Telefonu kapatıp tezgahtan aldı ve masaya bıraktı, Chan oturmuş onu izliyordu.
"Bebeği ne yaptın?"
"Dediğin gibi yaptığımda uyudu, ben de yatağa bıraktım yine." Jeongin önündeki sebzeleri doğramaya döndüğünde Chan yanına geçip ne yaptığına baktı. "Sebzelerle ne yapacaksın?"
"Vitaminsiz beslendiğini fark ettim, bu yüzden bugün sebze yemeği yiyeceksin. Yanına et de yapacağım ki eksik kalan vitaminlerin az çok yerine gelsin." Chan yüzünü buruşturdu.
"Sebzeden nefret ediyorum, pizza da-" Jeongin onun ağzına bir parça brokoli tıkıştırınca susmak zorunda kaldı.
"Çiğ olduklarında tadları daha güzel oluyor, bazen canım bir şeyler çektiğinde evde yiyecek bir şey yoksa sebze veya meyve yiyorum." Chan göz devirip ağzındaki brokoliden bir parça ısırdı ve kalanını Jeongin'in kendisine yaptığı gibi ağzına tıkıştırdı.
"Gereksiz bir bilgiydi." Jeongin omuz silkti.
"Su kaynatsana?" Chan dediği gibi suyu kaynatmaya başladı, Jeongin de sebzeleri doğramayı bitirip ellerini yıkamıştı.
"Seungmin nasıl birisi?" Chan'ın sorduğu soruyla duraksadı.
"Huh?"
"Kim Seungmin, değil mi? Şu hastane girişinde duran çocuk." Jeongin yanına yaklaşıp sırtını tezgaha yasladı.
"Biraz... Korumacı bir insan, bu bizim yüzümüzden de olabilir, fazla boşverdik. Ama onun dışında Seungmin yavru köpek gibi bir insandır, tatlıdır ama biraz sessizdir. Bazen bizden nefret ettiğini düşündüğüm oluyor ama bazen bize değer verdiğini çok net görüyorum." Jeongin ona yaklaştı. "Neden? İlgini mi çekti?" Chan ona çevirdi başını.
"Seungmin bazen hastaneye gelen hastaları izlerken dalıp gidiyordu, bilemiyorum... Birkaç kez konuştuk ve tatlı birisi ama yalnız duruyordu." Jeongin sebzeleri kaynatmaya başlarken ona gülümsedi.
"Seungmin biraz öyle bir insan, sadece... Yabani, güven sorunları var işte." Jeongin ellerini yıkayıp doğruldu. "Bebeğin mamasını hazırlayayım, sen de sebzeleri karıştır." Chan'ın eline kaşığı verip bebeğe süt hazırlamak adına ondan uzaklaştığında Chan istemsizce gülümsedi.
Aile gibi olmuşlardı ve böyle düşünmek tuhaftı.
~♡~
Jeongin kucağındaki bebeğe mamasını içirirken omzunda uyumak üzere olan Chan da bebeğin elini tutmuştu.

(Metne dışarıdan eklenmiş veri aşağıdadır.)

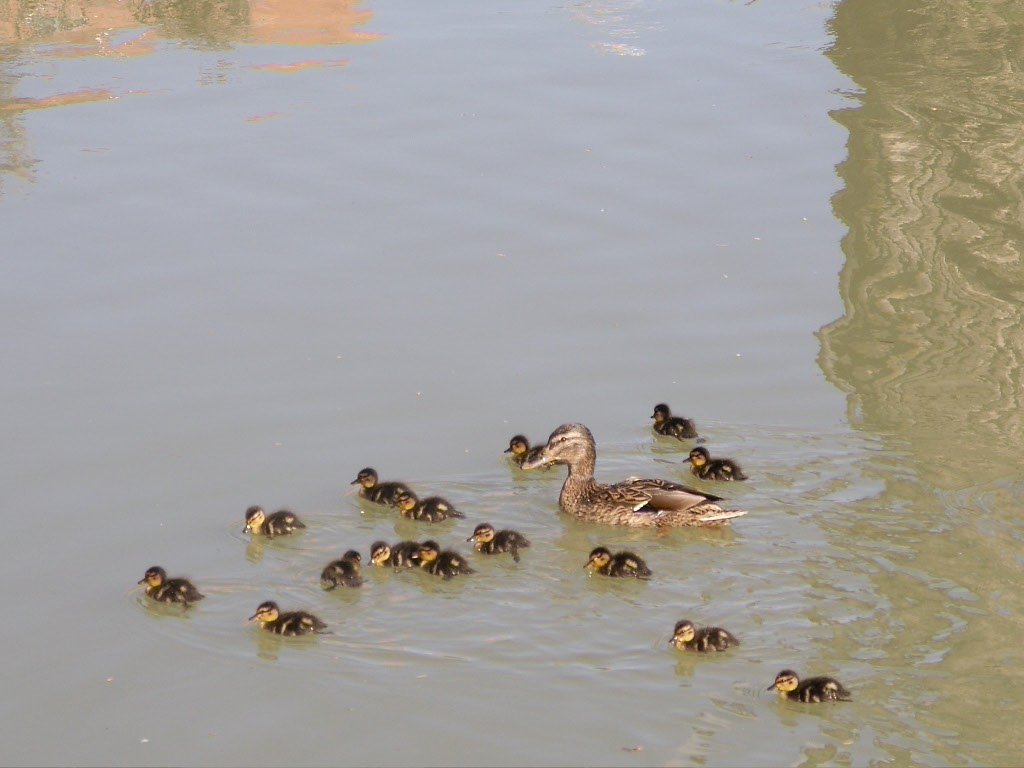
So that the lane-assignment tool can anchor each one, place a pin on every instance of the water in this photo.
(250, 248)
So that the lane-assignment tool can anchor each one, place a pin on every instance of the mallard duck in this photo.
(291, 624)
(813, 689)
(619, 564)
(635, 501)
(492, 542)
(373, 489)
(402, 554)
(520, 450)
(165, 590)
(687, 637)
(433, 509)
(713, 469)
(257, 521)
(344, 571)
(673, 426)
(444, 563)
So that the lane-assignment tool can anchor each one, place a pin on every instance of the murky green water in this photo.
(250, 248)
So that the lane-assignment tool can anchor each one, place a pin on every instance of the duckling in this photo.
(813, 689)
(257, 521)
(619, 564)
(373, 489)
(402, 554)
(489, 542)
(687, 637)
(713, 469)
(344, 571)
(673, 426)
(165, 590)
(290, 624)
(635, 501)
(433, 509)
(520, 450)
(446, 563)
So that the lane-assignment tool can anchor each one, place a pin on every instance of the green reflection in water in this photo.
(930, 350)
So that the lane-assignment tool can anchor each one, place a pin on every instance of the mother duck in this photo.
(635, 501)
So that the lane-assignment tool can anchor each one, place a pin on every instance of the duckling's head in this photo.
(367, 477)
(154, 577)
(518, 445)
(785, 681)
(683, 633)
(482, 534)
(429, 551)
(267, 611)
(407, 501)
(599, 557)
(254, 519)
(569, 443)
(698, 457)
(379, 553)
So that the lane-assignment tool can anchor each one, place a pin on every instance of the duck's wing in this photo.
(665, 496)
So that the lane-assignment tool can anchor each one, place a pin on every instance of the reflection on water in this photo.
(930, 350)
(34, 33)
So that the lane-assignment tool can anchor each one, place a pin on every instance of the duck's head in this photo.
(662, 412)
(569, 443)
(482, 534)
(255, 516)
(785, 681)
(154, 577)
(599, 557)
(683, 633)
(367, 477)
(267, 611)
(379, 553)
(407, 501)
(429, 551)
(698, 457)
(518, 445)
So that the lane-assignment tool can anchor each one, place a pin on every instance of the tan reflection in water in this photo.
(932, 343)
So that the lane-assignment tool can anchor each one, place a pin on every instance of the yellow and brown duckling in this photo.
(373, 489)
(492, 542)
(279, 523)
(673, 426)
(687, 637)
(402, 554)
(445, 563)
(291, 624)
(165, 590)
(343, 572)
(812, 690)
(713, 469)
(619, 564)
(433, 509)
(636, 501)
(520, 450)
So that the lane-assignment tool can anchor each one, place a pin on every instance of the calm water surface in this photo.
(250, 247)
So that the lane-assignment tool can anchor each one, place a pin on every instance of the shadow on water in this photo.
(930, 351)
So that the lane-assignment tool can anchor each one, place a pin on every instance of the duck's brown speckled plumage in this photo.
(702, 639)
(812, 690)
(165, 590)
(636, 502)
(713, 469)
(673, 426)
(290, 624)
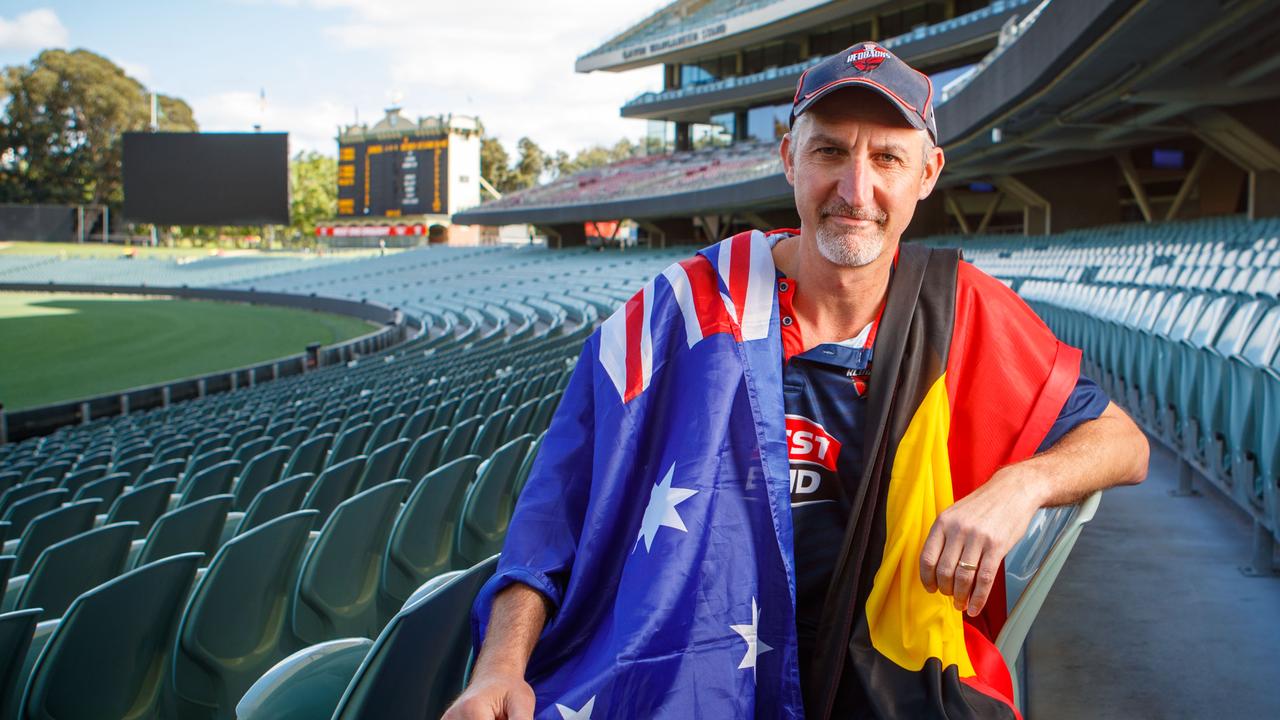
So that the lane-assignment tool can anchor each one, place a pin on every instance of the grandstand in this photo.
(309, 543)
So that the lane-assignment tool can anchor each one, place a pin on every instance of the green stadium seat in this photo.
(337, 591)
(16, 632)
(382, 464)
(397, 678)
(260, 472)
(236, 625)
(196, 527)
(421, 541)
(23, 491)
(385, 432)
(142, 506)
(48, 528)
(309, 456)
(133, 465)
(306, 684)
(348, 443)
(421, 456)
(160, 472)
(23, 511)
(275, 500)
(336, 484)
(68, 568)
(210, 482)
(105, 490)
(490, 433)
(458, 440)
(488, 505)
(109, 654)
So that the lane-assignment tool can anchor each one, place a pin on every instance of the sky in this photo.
(323, 63)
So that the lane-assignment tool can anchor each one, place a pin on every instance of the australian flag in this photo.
(657, 518)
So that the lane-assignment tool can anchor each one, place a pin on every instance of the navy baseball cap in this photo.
(867, 64)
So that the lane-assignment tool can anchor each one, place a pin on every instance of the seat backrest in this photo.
(142, 505)
(333, 486)
(105, 490)
(68, 568)
(55, 525)
(487, 507)
(309, 456)
(421, 540)
(236, 624)
(196, 527)
(421, 456)
(338, 584)
(160, 470)
(260, 472)
(275, 500)
(211, 481)
(382, 464)
(398, 679)
(22, 513)
(16, 630)
(109, 655)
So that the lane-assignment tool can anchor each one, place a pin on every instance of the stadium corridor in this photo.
(1151, 618)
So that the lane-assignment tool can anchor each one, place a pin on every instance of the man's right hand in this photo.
(494, 697)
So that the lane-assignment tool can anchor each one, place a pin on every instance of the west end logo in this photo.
(867, 59)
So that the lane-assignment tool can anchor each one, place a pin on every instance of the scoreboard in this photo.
(389, 178)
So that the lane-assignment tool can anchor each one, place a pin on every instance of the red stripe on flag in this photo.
(740, 272)
(711, 310)
(635, 328)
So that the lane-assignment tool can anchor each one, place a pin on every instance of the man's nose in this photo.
(856, 185)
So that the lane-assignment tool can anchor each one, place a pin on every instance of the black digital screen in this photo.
(393, 178)
(206, 178)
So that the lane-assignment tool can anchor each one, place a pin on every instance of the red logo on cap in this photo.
(868, 58)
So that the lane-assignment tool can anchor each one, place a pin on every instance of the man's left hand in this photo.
(968, 541)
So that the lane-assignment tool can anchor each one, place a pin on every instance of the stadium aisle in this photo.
(1151, 616)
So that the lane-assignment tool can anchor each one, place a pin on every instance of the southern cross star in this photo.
(570, 714)
(754, 645)
(661, 511)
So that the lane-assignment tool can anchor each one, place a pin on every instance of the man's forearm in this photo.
(515, 624)
(1096, 455)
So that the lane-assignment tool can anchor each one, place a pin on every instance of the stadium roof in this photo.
(1080, 80)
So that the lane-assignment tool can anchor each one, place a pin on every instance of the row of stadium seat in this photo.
(1180, 323)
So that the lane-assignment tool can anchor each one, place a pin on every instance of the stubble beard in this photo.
(850, 247)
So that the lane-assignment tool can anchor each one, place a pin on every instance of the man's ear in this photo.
(787, 164)
(933, 162)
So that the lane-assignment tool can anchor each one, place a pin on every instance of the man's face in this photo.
(858, 171)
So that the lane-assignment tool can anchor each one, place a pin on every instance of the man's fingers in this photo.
(982, 587)
(929, 559)
(520, 705)
(965, 574)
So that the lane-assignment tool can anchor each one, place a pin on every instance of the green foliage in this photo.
(60, 135)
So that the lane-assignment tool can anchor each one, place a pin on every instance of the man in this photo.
(666, 557)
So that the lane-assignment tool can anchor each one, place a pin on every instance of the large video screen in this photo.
(393, 178)
(206, 178)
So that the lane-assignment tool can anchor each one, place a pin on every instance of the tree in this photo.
(312, 192)
(60, 135)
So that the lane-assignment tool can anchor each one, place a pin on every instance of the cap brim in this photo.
(912, 117)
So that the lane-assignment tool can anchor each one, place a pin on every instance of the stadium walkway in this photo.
(1151, 618)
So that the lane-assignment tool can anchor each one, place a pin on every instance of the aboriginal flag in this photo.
(967, 379)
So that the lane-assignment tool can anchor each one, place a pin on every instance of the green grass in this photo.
(59, 346)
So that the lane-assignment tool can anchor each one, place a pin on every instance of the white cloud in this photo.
(35, 30)
(311, 126)
(511, 63)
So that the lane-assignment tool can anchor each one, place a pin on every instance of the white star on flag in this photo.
(755, 647)
(570, 714)
(661, 511)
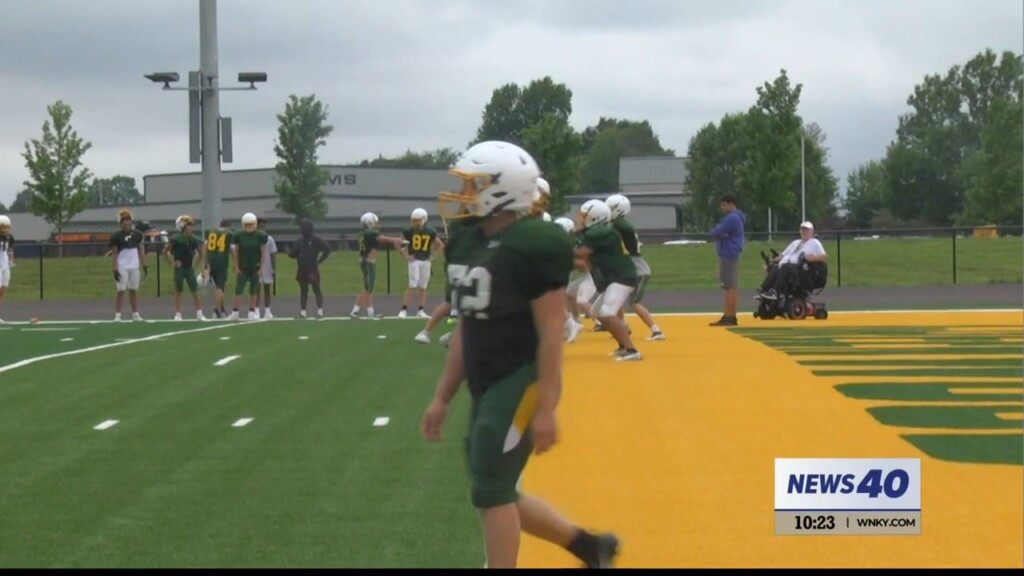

"Bütün işi ben yaptım, nasıl yorgunsun bu kadar?" Chan derin bir iç çekti.
"İlaçlarımı kullanmıyorum bir süredir, onun yorgunluğu."
"Aman iyi yorgun ol." Chan hafifçe gülüp bebeğinin elini okşadı.
"Kızıma bir isim vermedim." Jeongin dudaklarını büzdü.
"Kimlik de çıkarmadın yani?"
"Hm hm."
"O zaman... Dur yarın olmaz, cuma günü beraber gidip bu küçük kızın işlerini halledelim."
"Bu kadarını yapmana gerek yok Jeongin."
"Sıkılırım sonra, hem seni bebekle tek bırakırsam elin ayağın birbirine dolanır." Chan bebeğin elini bırakıp koluna koydu elini, nazikçe kolunu okşarken yüzüne bir gülümseme yayılmıştı.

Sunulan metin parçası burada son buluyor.